There are arbitrarily long arithmetic progressions of primes e.g. $5, 11, 17, 23, 29$ for a $5$-length progression, but no (infinite) arithmetic sequence of primes with common difference $d\neq 0$, as $d\in\mathbb{Z}$ is an obvious constraint and $(a+nd)_{n\in\mathbb{N}}$ contains $a+ad=a(1+d)$.
A natural question is then: what is the longest geometric progression of primes? If $r>1$ is an integer then you can't get a progression longer than $1$, as $ar$ has at least three distinct factors: $1, ar, a, r$ (possibly $a=r$).
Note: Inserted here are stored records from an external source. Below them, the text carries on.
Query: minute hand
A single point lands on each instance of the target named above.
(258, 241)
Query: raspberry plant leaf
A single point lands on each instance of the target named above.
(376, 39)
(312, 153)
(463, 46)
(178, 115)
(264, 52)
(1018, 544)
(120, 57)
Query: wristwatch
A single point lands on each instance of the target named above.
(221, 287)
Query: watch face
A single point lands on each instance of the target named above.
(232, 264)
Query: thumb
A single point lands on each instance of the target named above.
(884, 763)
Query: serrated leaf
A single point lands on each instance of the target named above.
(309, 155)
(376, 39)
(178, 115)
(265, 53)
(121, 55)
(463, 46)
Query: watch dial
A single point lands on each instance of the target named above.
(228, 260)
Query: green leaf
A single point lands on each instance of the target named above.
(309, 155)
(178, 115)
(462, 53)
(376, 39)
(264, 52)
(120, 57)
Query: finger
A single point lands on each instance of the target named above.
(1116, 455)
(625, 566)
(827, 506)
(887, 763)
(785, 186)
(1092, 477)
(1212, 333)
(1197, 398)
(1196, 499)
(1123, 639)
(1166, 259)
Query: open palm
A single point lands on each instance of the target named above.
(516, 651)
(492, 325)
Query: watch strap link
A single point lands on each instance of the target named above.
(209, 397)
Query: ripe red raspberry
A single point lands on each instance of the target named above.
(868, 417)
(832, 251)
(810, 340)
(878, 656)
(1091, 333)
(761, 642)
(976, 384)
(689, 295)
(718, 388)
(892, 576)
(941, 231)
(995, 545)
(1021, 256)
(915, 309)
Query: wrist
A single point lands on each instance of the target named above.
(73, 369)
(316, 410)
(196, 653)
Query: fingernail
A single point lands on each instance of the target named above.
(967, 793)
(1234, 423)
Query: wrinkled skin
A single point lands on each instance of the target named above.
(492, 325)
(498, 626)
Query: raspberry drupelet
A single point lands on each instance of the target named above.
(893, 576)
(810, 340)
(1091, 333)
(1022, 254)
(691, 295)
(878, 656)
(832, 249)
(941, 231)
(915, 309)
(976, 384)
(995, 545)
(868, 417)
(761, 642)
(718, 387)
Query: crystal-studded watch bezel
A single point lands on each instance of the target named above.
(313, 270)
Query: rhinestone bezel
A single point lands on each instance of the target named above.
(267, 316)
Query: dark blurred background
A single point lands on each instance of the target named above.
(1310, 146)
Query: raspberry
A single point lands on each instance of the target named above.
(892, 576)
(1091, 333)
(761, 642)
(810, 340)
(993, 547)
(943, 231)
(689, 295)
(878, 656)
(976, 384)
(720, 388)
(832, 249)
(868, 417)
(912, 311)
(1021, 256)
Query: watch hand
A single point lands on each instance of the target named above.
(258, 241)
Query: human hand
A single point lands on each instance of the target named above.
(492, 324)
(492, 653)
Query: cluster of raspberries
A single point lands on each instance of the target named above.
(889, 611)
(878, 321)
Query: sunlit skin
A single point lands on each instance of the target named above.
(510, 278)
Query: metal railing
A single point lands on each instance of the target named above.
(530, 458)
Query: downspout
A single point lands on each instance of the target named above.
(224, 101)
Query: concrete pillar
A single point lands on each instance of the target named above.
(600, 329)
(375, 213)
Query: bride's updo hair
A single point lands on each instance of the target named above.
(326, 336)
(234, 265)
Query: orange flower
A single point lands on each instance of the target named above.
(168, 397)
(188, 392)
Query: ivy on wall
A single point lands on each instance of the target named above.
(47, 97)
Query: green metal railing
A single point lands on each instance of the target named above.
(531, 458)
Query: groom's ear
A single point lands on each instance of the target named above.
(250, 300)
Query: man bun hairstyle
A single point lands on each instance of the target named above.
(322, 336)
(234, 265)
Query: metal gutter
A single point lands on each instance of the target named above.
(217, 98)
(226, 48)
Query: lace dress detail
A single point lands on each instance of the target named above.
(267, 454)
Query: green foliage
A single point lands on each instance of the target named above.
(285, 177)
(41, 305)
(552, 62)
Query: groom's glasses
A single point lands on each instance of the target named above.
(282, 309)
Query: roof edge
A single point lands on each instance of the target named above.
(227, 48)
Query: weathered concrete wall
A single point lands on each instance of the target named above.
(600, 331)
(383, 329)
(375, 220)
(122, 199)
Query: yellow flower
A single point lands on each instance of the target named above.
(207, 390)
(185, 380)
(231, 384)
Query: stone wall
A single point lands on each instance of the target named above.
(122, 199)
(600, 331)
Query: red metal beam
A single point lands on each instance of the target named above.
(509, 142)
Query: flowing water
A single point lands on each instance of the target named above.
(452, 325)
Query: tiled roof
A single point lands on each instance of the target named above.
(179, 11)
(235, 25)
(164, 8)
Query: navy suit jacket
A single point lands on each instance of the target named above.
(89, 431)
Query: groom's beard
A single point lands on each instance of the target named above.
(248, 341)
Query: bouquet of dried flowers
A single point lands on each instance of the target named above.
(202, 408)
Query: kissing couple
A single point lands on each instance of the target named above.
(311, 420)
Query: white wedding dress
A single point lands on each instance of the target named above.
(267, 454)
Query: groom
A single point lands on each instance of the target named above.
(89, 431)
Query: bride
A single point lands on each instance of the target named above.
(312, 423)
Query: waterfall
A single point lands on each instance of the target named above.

But what about arbitrary $r\in\mathbb{R}$? You can get a sequence of $2$ e.g. $2, 3$ by taking first term $a=2$ and common ratio $r=1.5$. But it doesn't seem to be possible to get more.
So my question is:
Prove that if $a,ar,ar^2,\dots,ar^n$ is a list of prime numbers then either $r=1$ or $n\le 1$.
(Self-answering because I'm surprised not to find this question asked before; it seems elementary but interesting.)
Best Answer
(Edited for more generality)
If $p, q, r$ are ANY three primes in geometric progression, then $q^2=pr$ so, by prime factorization, $p=q=r$.
Therefore the ratio of the progression is $1$.